Local Rule Rule 26: Discovery
D. Me. — Civil rule
Rule 26 Discovery
(a) Serving Discovery Unless ordered by the Court or required under this rule, the following discovery requests, objections, and responses must be served on all other parties, but should not be filed with the Court:
(1) deposition notices;
(2) interrogatories;
(3) requests for documents;
(4) requests for admissions;
(5) subpoenas; and
(6) initial disclosures, expert disclosures, pretrial disclosures, and any disclosures ordered by the Court.
(b) Obligation to Preserve Any party serving discovery requests or responses is responsible for preserving original transcripts and original discovery for use by the Court.
(c) Discovery Disputes No contested discovery motions may be filed without prior approval of the Court. The procedure for seeking review of a discovery dispute is:
(1) Before seeking judicial review, a party must confer with the opposing party in a good faith effort to resolve the discovery issues.
(2) If that effort is unsuccessful and a party wants judicial review of the discovery dispute, the party must file on ECF and serve on all parties the Court's form for requesting a hearing on a discovery dispute, available on the Court's website, https://www.med.uscourts.gov/forms. Filing a request for hearing is a representation that the parties have conferred in good faith to resolve the issues before seeking a hearing.
(3) If the Court needs to review discovery materials, the party requesting the hearing must confer with the opposing party to identify the discovery materials relevant to the dispute. Only relevant excerpts of transcripts and discovery should be submitted with the request for hearing unless the dispute cannot be decided without the complete document.
(4) The hearing may take place in person, by telephone, or via videoconference.
(5) Recording telephone or video hearings is prohibited unless prior permission is granted by the Court. The Court will conduct the hearing on the record, but that record will not be officially transcribed except on request of the parties or the Court.
(6) Written discovery motions may not be filed without the prior approval of the Court. If the Court permits a written discovery motion, the motion must be filed under Local Rule 7.

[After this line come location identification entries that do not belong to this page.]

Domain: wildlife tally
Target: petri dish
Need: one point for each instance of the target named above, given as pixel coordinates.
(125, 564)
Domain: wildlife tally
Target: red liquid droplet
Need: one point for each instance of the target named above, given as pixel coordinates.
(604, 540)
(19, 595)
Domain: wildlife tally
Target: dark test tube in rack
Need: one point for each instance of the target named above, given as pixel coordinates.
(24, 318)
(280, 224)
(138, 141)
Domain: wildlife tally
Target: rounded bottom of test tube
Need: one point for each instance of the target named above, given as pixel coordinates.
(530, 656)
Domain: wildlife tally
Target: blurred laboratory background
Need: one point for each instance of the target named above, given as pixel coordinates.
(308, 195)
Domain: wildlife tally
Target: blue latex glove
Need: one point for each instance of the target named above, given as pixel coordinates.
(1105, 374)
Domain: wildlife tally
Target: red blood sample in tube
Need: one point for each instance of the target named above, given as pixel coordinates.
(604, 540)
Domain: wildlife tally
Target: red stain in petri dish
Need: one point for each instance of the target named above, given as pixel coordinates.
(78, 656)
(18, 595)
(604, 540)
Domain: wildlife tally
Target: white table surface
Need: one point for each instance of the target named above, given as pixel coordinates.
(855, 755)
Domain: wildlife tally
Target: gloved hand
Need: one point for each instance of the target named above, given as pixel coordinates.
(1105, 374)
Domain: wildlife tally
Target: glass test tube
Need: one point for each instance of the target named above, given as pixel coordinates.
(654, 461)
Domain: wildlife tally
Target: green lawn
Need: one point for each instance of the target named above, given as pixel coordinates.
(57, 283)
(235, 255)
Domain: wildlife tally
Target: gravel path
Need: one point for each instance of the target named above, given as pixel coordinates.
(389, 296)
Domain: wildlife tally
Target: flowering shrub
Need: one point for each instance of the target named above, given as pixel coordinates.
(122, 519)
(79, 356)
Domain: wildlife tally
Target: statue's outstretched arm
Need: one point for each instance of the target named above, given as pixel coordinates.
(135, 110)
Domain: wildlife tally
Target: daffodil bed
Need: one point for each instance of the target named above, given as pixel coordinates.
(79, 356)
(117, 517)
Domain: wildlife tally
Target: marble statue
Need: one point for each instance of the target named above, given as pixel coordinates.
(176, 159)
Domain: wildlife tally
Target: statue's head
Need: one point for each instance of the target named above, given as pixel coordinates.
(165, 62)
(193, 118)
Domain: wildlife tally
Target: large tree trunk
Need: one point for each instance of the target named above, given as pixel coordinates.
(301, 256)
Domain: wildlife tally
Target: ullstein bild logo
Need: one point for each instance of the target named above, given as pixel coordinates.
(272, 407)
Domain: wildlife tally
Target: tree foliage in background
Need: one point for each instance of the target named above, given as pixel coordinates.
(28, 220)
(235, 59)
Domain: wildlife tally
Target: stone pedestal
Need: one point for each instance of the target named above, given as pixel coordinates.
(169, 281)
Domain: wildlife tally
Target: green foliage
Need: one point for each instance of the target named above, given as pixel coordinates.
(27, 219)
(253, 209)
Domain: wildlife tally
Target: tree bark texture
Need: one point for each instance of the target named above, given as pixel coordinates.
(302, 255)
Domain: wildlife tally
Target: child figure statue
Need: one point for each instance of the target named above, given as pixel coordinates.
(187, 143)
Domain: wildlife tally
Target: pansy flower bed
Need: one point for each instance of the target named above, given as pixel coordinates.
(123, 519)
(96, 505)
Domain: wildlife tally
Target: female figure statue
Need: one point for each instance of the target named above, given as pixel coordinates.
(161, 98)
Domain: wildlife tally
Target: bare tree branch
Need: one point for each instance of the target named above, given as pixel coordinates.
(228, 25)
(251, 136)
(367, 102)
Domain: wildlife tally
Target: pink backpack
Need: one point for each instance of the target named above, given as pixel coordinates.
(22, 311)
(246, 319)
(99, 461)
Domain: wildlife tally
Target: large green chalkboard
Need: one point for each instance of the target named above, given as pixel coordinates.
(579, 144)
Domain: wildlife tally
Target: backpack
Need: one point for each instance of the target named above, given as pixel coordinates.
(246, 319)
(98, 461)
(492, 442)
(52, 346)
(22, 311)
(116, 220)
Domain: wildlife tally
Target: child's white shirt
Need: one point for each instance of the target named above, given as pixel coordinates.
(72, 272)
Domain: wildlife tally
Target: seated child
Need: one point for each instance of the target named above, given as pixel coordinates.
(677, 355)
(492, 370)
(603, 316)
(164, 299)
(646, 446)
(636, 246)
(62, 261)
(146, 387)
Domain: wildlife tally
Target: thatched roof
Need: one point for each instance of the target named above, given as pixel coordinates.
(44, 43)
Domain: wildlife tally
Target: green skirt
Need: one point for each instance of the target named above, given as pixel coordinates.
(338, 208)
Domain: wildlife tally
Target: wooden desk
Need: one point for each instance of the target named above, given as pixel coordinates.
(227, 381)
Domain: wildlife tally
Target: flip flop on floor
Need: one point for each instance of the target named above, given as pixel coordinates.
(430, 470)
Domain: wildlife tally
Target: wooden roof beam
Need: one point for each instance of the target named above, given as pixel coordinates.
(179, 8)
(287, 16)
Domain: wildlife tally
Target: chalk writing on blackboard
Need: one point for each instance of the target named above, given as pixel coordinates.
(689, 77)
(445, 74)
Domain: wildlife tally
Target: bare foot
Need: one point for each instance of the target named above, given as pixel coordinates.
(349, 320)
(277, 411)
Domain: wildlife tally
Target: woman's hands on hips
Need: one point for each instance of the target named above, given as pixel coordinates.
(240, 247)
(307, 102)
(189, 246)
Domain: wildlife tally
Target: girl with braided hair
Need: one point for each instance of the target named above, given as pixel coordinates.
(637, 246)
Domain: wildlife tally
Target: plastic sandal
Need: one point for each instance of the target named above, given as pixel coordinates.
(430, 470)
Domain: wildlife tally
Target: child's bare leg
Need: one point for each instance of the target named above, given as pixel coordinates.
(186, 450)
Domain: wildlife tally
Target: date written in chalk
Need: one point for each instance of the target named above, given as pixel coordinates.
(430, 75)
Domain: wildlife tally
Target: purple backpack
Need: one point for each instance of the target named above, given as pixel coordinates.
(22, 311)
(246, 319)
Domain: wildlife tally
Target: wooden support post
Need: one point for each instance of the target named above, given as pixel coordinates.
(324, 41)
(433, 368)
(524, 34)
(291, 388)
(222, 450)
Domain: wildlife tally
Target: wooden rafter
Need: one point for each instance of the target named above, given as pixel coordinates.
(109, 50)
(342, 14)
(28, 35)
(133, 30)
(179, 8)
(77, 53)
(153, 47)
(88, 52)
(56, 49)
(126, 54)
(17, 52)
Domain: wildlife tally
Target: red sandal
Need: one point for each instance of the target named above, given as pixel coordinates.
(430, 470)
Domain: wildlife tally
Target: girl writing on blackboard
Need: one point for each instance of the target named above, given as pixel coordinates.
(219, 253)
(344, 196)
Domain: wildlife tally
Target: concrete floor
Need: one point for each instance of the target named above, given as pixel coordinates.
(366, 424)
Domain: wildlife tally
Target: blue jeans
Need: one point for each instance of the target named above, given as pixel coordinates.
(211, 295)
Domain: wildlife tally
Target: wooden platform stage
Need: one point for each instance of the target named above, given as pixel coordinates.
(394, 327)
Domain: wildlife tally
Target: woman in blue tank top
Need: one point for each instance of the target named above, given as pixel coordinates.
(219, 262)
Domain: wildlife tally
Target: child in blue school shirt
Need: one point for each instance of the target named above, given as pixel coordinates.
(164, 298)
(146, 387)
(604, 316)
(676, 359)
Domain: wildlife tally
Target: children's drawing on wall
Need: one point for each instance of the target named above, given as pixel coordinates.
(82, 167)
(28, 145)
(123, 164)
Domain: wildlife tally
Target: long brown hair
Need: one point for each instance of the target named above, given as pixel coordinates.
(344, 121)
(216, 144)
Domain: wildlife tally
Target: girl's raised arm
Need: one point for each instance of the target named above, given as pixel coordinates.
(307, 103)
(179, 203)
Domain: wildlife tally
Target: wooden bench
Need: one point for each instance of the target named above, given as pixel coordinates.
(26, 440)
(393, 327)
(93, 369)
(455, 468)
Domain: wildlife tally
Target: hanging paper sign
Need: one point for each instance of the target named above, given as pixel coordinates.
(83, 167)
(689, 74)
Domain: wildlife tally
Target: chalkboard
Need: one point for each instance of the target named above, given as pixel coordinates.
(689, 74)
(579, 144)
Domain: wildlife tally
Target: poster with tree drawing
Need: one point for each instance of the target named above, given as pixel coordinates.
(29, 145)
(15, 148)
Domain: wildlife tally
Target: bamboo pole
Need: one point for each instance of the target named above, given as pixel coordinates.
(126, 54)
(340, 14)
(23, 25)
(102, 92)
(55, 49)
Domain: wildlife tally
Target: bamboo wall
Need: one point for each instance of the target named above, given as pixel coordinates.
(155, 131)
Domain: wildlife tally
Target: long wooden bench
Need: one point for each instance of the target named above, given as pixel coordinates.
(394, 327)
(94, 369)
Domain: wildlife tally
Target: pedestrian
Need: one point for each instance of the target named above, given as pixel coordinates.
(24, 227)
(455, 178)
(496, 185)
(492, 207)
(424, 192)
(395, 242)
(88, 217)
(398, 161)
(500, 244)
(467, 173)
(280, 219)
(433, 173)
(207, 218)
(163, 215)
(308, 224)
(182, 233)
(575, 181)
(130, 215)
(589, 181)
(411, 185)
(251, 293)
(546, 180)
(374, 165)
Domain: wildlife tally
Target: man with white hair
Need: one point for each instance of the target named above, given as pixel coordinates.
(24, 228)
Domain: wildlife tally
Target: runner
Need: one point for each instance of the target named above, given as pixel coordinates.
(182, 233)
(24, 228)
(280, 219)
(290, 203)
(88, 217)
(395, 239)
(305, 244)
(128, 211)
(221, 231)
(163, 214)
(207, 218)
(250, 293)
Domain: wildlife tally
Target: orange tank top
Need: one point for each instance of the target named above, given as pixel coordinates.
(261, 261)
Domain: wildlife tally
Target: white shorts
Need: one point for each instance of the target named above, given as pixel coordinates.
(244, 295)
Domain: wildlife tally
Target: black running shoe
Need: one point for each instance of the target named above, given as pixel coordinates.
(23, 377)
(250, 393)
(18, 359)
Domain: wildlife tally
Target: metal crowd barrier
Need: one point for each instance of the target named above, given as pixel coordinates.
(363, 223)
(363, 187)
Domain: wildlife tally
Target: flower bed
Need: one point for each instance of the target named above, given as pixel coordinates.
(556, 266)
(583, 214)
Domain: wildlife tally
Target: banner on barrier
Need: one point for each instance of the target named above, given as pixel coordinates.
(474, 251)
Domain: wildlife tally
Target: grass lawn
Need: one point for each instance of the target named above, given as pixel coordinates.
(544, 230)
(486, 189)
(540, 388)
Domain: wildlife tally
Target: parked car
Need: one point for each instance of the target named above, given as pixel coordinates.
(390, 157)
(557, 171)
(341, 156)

(7) Written discovery motions must:
(A) quote in full each disputed discovery request or deposition question at issue or otherwise identify specifically and succinctly the disputed discovery;
(B) quote in full or otherwise identify specifically and succinctly the response or objection to the disputed discovery; and
(C) state why the Court should compel a response to the specified disputed discovery or grant protection against the discovery sought.
(d) Confidentiality Order A party may submit an uncontested motion to the Court with a proposed confidentiality order for the production and use of confidential documents and information in the pending action. If the motion is contested, the parties must follow subsection (c). If the proposed order does not conform to the Form Confidentiality Order or Form Heightened Confidentiality Order in Appendix F the motion must identify each proposed modification and state the reason for that modification. If a party moves for entry of the Form Heightened Confidentiality Order or a modified version of that Order, the party's motion must explain why the additional confidentiality protections are necessary.